The Pharisees scoffed at His ideas (literally ‘turned up their noses at Him'). When Luke says that it was because they were ‘lovers of money' he does not necessarily mean that they were greedy, although no doubt some of them were. He means more that their view of money was very different from that of Jesus. They honoured and revered it. It was true that they did consider that wealth was one test of a man's righteousness, but for the opposite reason to Jesus. In their case it was because they saw its possession in abundance as being a measure of God's approval. Taking the opposite view to Jesus they saw prosperity as the reward for godliness. They thus gave possession of it a high place in their thinking, not recognising the harm that it did men. They would certainly have approved of charitable giving, but what they did not approve of was Jesus' idea that money should be held on to lightly and not seen as good for its own sake. That was why they mocked. Jesus' view went against all that men believed.

They would certainly have theoretically agreed that God was more important than money, but they fell into the trap of not recognising (as most people fail to recognise) that they actually allowed it to influence them more than they allowed God to do. They were not true ‘lovers of God', they were ‘lovers of money'. In their practical lives they actually loved Mammon more than they loved God. They exemplified all the wrong aspects of Luke 16:13.

That this is true comes out in their history. Alexander Jannaeus in the previous century had warned his wife against the greediness and wickedness of men who ‘pretended to be Pharisees' (i.e. were hypocritical Pharisees), and there is other evidence that proves that they were on occasions open to accepting bribes. While Jesus Himself spoke of the Scribes as ‘devouring widow's houses' (Luke 20:47), which probably refers to a tendency to sponge on them. So their reputation from this angle was certainly not blameless.

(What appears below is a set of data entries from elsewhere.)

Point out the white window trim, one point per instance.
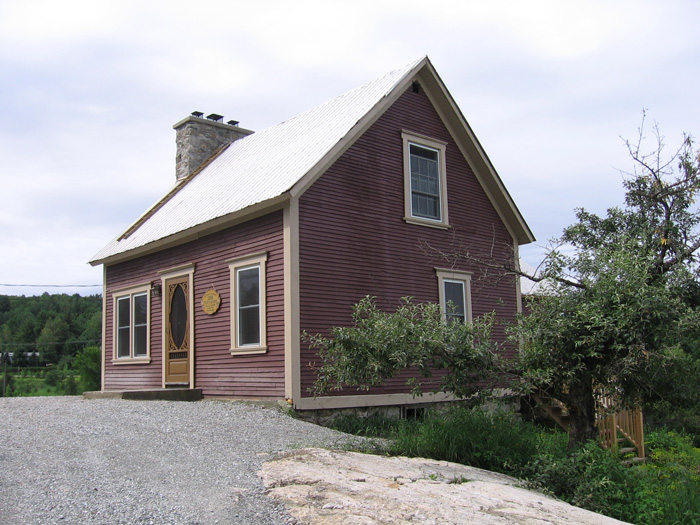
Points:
(131, 293)
(439, 146)
(448, 275)
(258, 260)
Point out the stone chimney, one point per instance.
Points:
(197, 138)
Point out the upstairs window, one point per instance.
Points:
(425, 186)
(131, 325)
(425, 182)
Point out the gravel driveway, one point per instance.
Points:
(111, 461)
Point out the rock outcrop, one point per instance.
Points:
(332, 487)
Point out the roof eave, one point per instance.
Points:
(198, 231)
(476, 155)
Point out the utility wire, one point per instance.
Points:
(54, 285)
(53, 343)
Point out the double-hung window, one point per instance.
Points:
(425, 186)
(455, 294)
(131, 325)
(248, 315)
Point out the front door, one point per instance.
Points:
(177, 332)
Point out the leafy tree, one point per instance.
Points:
(620, 293)
(52, 339)
(620, 303)
(380, 345)
(88, 363)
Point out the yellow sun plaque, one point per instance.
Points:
(211, 300)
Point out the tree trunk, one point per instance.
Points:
(582, 413)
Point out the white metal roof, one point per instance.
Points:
(256, 168)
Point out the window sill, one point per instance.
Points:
(132, 361)
(429, 223)
(243, 350)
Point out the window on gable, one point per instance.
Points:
(425, 183)
(131, 325)
(248, 316)
(455, 294)
(425, 187)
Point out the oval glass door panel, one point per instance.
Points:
(178, 316)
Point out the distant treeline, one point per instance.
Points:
(45, 329)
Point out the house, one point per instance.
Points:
(266, 235)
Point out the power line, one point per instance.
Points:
(84, 341)
(53, 285)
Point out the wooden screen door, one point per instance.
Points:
(177, 332)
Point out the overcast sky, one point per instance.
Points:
(91, 89)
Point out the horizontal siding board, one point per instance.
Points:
(354, 241)
(259, 374)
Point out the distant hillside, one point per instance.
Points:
(43, 329)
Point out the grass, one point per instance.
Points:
(664, 490)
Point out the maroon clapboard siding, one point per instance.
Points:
(354, 241)
(217, 372)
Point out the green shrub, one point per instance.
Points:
(490, 440)
(665, 489)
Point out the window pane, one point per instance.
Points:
(249, 306)
(123, 326)
(123, 312)
(425, 183)
(140, 309)
(454, 300)
(248, 287)
(249, 325)
(140, 340)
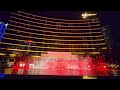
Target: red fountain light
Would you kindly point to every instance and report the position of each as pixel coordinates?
(60, 61)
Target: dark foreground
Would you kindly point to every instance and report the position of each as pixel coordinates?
(9, 73)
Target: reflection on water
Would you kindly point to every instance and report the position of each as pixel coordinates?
(22, 71)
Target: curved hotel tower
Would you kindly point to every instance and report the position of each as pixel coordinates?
(40, 35)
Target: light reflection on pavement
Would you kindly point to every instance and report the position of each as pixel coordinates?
(22, 71)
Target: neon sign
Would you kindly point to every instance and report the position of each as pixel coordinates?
(2, 29)
(85, 15)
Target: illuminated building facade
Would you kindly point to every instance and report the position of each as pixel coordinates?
(37, 35)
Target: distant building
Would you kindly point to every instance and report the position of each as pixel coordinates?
(38, 34)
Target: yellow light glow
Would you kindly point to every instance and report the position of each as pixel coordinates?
(88, 77)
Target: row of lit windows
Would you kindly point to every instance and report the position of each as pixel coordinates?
(55, 23)
(46, 18)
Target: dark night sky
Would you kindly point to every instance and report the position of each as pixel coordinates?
(111, 18)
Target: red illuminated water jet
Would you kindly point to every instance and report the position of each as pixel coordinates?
(61, 61)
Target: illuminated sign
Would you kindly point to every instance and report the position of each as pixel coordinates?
(85, 15)
(2, 29)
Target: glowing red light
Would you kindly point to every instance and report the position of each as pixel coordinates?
(104, 66)
(88, 66)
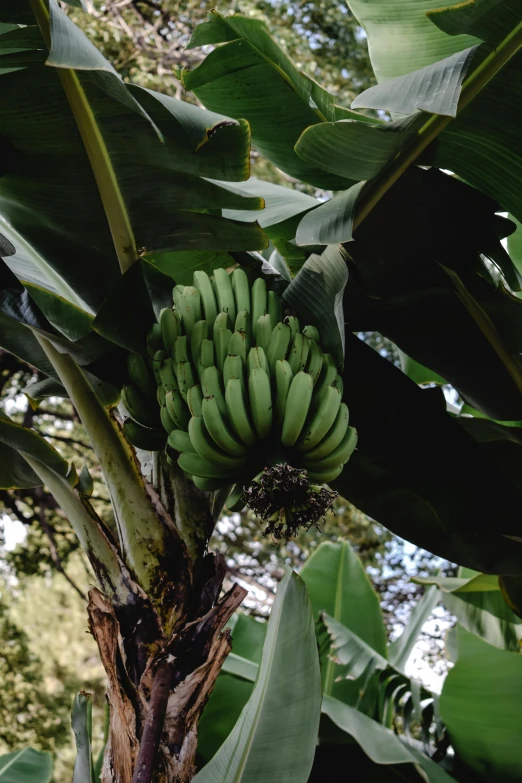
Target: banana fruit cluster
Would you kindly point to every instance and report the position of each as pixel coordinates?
(239, 387)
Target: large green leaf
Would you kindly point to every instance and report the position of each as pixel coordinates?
(250, 76)
(275, 736)
(339, 586)
(233, 685)
(414, 462)
(380, 744)
(316, 294)
(434, 89)
(480, 705)
(61, 480)
(400, 650)
(15, 473)
(50, 195)
(26, 766)
(477, 602)
(419, 254)
(384, 692)
(481, 151)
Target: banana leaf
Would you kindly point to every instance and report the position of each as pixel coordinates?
(480, 704)
(477, 602)
(283, 710)
(251, 76)
(152, 153)
(403, 472)
(26, 766)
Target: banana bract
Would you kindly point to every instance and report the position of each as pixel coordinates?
(246, 397)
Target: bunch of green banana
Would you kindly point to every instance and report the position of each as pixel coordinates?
(242, 389)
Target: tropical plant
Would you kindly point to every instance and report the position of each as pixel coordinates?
(112, 193)
(373, 714)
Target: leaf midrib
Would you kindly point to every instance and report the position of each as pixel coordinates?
(435, 124)
(330, 666)
(245, 754)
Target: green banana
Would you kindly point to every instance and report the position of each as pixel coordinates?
(233, 368)
(333, 437)
(167, 375)
(154, 340)
(179, 440)
(314, 364)
(170, 328)
(241, 289)
(263, 332)
(225, 294)
(140, 374)
(181, 349)
(177, 296)
(206, 353)
(298, 353)
(260, 401)
(139, 408)
(222, 322)
(157, 361)
(166, 419)
(211, 381)
(244, 324)
(190, 311)
(177, 409)
(219, 430)
(237, 412)
(197, 466)
(293, 323)
(283, 375)
(323, 413)
(185, 378)
(338, 456)
(208, 301)
(278, 346)
(199, 333)
(206, 447)
(160, 395)
(325, 476)
(257, 359)
(338, 383)
(327, 375)
(221, 340)
(208, 485)
(234, 501)
(297, 406)
(143, 437)
(274, 308)
(258, 299)
(239, 346)
(313, 333)
(194, 400)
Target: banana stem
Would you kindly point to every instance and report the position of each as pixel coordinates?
(435, 124)
(96, 149)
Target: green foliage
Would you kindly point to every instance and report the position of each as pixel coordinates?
(283, 710)
(26, 766)
(28, 712)
(480, 707)
(387, 697)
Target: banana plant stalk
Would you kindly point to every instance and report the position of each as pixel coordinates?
(158, 614)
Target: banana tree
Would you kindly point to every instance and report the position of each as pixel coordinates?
(427, 268)
(372, 714)
(110, 194)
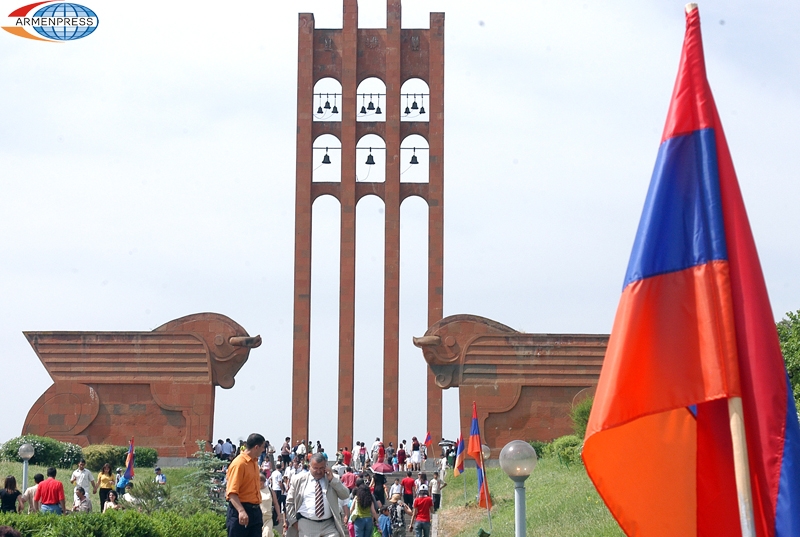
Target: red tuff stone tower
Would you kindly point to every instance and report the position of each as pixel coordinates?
(350, 55)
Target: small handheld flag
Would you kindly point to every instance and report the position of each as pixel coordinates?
(129, 461)
(459, 464)
(475, 450)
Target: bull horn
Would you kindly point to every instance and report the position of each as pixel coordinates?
(245, 341)
(427, 341)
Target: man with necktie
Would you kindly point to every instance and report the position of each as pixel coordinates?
(312, 503)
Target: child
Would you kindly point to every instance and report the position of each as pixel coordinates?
(385, 522)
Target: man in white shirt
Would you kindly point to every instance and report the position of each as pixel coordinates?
(160, 478)
(375, 446)
(82, 478)
(227, 449)
(312, 504)
(275, 483)
(83, 504)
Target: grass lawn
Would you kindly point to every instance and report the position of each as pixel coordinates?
(559, 501)
(175, 476)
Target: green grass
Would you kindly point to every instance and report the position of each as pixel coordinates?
(559, 501)
(175, 476)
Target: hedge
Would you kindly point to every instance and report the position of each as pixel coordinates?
(117, 524)
(99, 454)
(47, 451)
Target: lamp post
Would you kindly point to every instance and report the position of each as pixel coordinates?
(518, 459)
(25, 453)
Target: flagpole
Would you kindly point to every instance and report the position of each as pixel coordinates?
(741, 466)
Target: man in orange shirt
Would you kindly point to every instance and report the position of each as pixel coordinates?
(244, 491)
(50, 494)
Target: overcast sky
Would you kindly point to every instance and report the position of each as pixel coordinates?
(147, 173)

Jesus' point is that what we love is demonstrated by how we behave. Those who truly love God hold lightly to the things of this world. But the very theology of the Pharisees made them take up the opposite viewpoint and see possession of wealth as highly desirable. And the result was that it then became loved for its own sake. They became lovers of Mammon even while they thought that they were lovers of God (see Luke 16:13).

Luke 16:14

14 And the Pharisees also, who were covetous, heard all these things: and they derided him.